Pour cette ex-révolutionnaire trotskiste de la Ligue communiste révolutionnaire (LCR), dans un réflexe qu'elle partage avec H. Désir (SOS Racisme, comme elle), Hervé Mariton allierait à la fois racisme et sexisme, évitant de peu le stigmate du fascisme.
L'ayatollah du féminisme va jusqu'à taxer de "sexiste" la mention d'un sourire de femme par un homme. Elle a néanmoins accepté les fonctions de chargée de mission, puis chef de cabinet auprès d'un président de l’Assemblée nationale qui passe pourtant pour voir dans la femme un produit de consommation, Laurent Fabius.
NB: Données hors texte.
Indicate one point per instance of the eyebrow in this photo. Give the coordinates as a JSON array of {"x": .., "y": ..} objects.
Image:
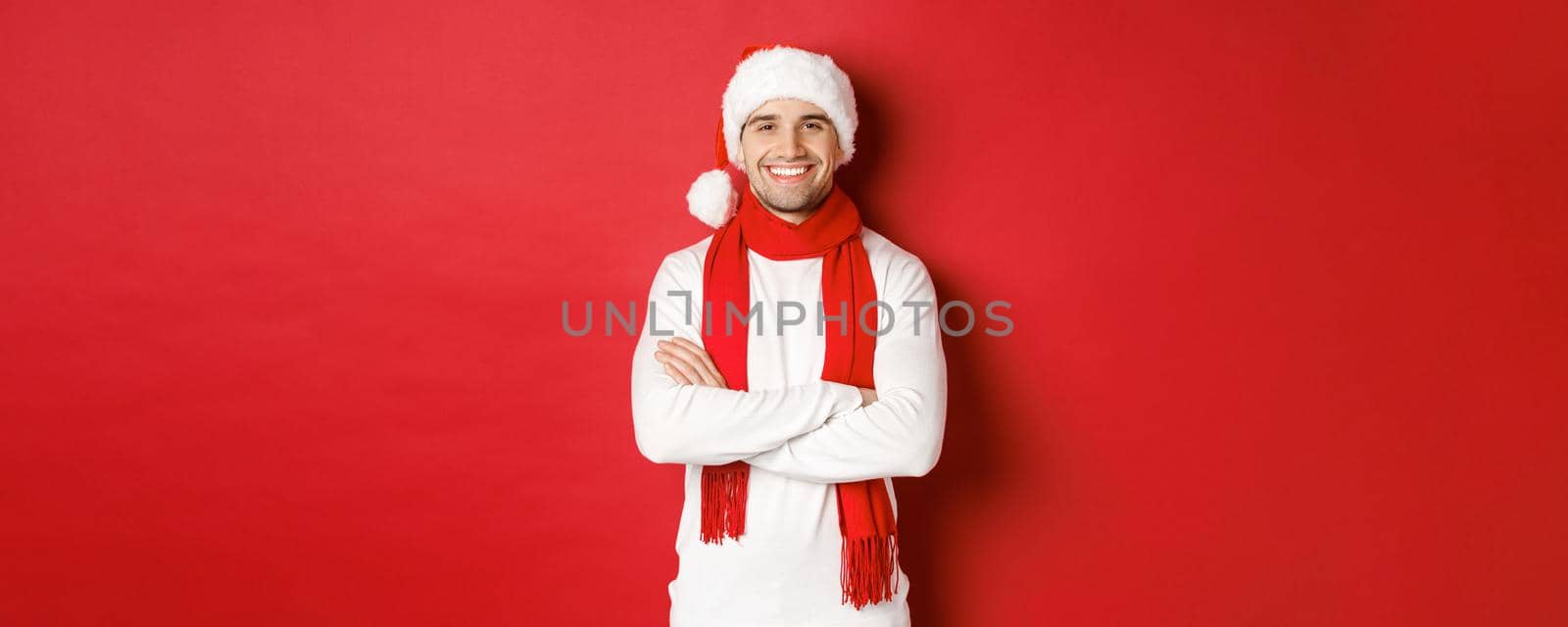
[{"x": 773, "y": 118}]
Dans une tribune publiée le 6 avril 2012 sur le site Mediapart, Rossignol a aussi défendu la position de Najat Vallaud-Belkacem favorable à l'abolition de la prostitution
Contrairement aux trilles de son homonyme à plumes, la complainte de Rossignol est binaire. Vice-présidente PS de la région Picardie, c'est sans circonstances atténuantes qu'elle a condamné Anne Sinclair que la presse socialiste sanctifiait : "C'est un personnage des chansons d'Edith Piaf : 'I'm'fout des coups, I'm'prend mes sous, mais c'est mon homme, je l'aime.' Et de conclure que la richissime socialiste "Anne Sinclair incarne l'universalité de la domination des femmes."

Ex-Pétroleuse du MLF, 
Mlle Rossignol ne craint
 d'ailleurs  pas la caricature et l'outrance


"Khmère rose", aussi.

Le Figaro intitulait son article "la Khmère rose", une comparaison empruntée à l'ex-UMP Christian Vanneste en 2006.  Montrant quelques heures plus tard que le PS est plus réactif sur le sociétal qu'au social, Bruno Le Roux, le patron du groupe socialiste à l'Assemblée, avait estimé qu'il s'agissait d'un propos "colonialiste et misogyne" et tirait également sur le traitement journalistique du Figaro : "La conclusion grossière et pathétique qu’en tire Le Figaro Magazine est de titrer son article "La Khmère rose", ajoutant aux relents colonialistes, la référence à un mouvement qui a causé la mort de millions de Cambodgiens. 60 ans après Dien Bien Phu, le débat public et notre mémoire collective méritent mieux que ces propos outranciers et blessants.
Le Roux omet de préciser que le mouvement qu'il évoque est communiste d'inspiration maoïste et qu'il s'est rendu coupables de déportation massive et de massacres de la population.

Autre élu en première ligne contre le mariage pour tous et interrogé sur la porte-parole du gouvernement, le député du Parti Chrétien-démocrate de Christine Boutin, Jean-Frédéric Poisson. Pour lui, NVB évoque "le beau visage de l’idéologie".

Président du groupe UMP à l’Assemblée nationale, Christian Jacob ne ménage pas non plus la franco-marocaine du gouvernement.
Pour lui, la ministre n’est que dans l’apparence. Et manque de fond. "Elle parle beaucoup, affiche son sourire, mais derrière,cela sonne creux."
Sexisme politiquement correct 
et de bon goût

Investie par les féministes et les écologistes radicaux, la gauche politique ne serait-elle pas devenue le refuge des aigri(e)s en tout "genre"?